The Sunday edition of NYT Connections arrives with puzzle #931, delivering a mechanical-themed challenge that rewards horology enthusiasts and lateral thinkers. Today's grid particularly favors those who can spot both literal and linguistic connections across seemingly disparate terms.
What Makes Connections Tick
For newcomers, NYT Connections presents 16 words that must be sorted into four thematic groups of four. The twist?
You're limited to four mistakes, and the color-coded difficulty system (yellow being easiest, purple being trickiest) means surface-level connections often mislead.
Since its June 2023 launch, Connections has carved out its niche in the Times' puzzle ecosystem, standing alongside Wordle and the crossword as a daily ritual for millions of players worldwide. The game's genius lies in its red herrings, words that could fit multiple categories but belong in only one.
Today's Grid at a Glance
Here are the 16 words staring back at you in puzzle #931:
DUSKY | SPRING | STILL | PERRIER
BOX | STATIONARY | GEAR | ENVELOPE
NOODLE | RATCHET | TUBE | STATIC
PAWL | CONSTANT | SOXER | MAILER
A seemingly random collection that somehow connects into four perfect categories, spanning mechanical engineering, shipping logistics, and canine wordplay.
Strategic Hints (No Spoilers Yet)
Yellow Category Nudge: Think about how you'd send something through the mail system.
Green Category Clue: These words all describe something that doesn't change position or state.
Blue Category Hint: Horology enthusiasts will recognize these as components inside a mechanical timepiece.
Purple Category Teaser: Canine names with a single letter substitution create these words.
The Full Solutions
Last chance to solve independently: answers below
Yellow (Containers for Shipping): BOX, ENVELOPE, MAILER, TUBE
These four terms represent different types of shipping containers used for transporting goods. Box and envelope are obvious mail carriers, while mailer specifically refers to a type of packaging designed for postal shipping.

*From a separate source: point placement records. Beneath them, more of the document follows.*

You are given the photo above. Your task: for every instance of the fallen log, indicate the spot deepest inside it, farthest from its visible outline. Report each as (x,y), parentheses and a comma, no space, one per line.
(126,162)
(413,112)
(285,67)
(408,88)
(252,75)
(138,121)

Tube completes the set as a cylindrical container often used for shipping posters, documents, or rolled items. The category is straightforward once you think about physical objects that hold contents during transit.
Green (Unmoving): CONSTANT, STATIC, STATIONARY, STILL
This category collects synonyms for things that don't move or change. Constant describes something unchanging over time, static refers to something motionless or fixed, stationary means not moving from a position, and still indicates absence of motion.
The trap here is that "still" could also refer to a photographic still or a distillation apparatus, but in this context it clearly aligns with the immobility theme.
Blue (Mechanical Watch Parts): GEAR, PAWL, RATCHET, SPRING
Horology buffs will recognize these as essential components of mechanical timepieces. Gears transmit motion through a watch's movement, pawls are lever-like components that engage with ratchet teeth to prevent backward motion, ratchets are toothed wheels that allow motion in only one direction, and springs (particularly the mainspring) store and release energy to power the mechanism.
This category separates those with mechanical knowledge from casual solvers.
Purple (Dogs with First Letter Changed): DUSKY, NOODLE, PERRIER, SOXER
This is the puzzle's cleverest linguistic trick. Each word is a dog breed name with its first letter changed: Dusky comes from Husky (H→D), Noodle from Poodle (P→N), Perrier from Terrier (T→P), and Soxer from Boxer (B→S).
The category requires recognizing both the canine references and the letter substitution pattern, making it the day's most challenging connection.
The Verdict
Puzzle #931 registers as moderate difficulty with a sting in the tail. Yellow falls quickly for anyone who recognizes shipping containers, while green requires thinking about synonyms for immobility.
Blue separates the mechanical enthusiasts from the casual observers. Purple, predictably, is the streak-ender - that canine letter substitution trick won't reveal itself without serious lateral thinking.
The real trap lies in words like "spring" and "still" that could fit multiple categories. "Spring" could be a season, a water source, or a mechanical component, while "still" could be photographic or alcoholic.
"Perrier" might mislead as a brand name rather than a modified dog breed. These red herrings force solvers to consider multiple possible connections before committing.
Reset and Repeat
Tomorrow's puzzle drops at midnight in your timezone. Until then, reflect on today's performance: did you spot the mechanical watch components immediately, or did the shipping containers trip you up?
The beauty lies not in perfection but in training your brain to spot these hidden patterns.
For now, puzzle #931 is solved. See you at midnight for round #932.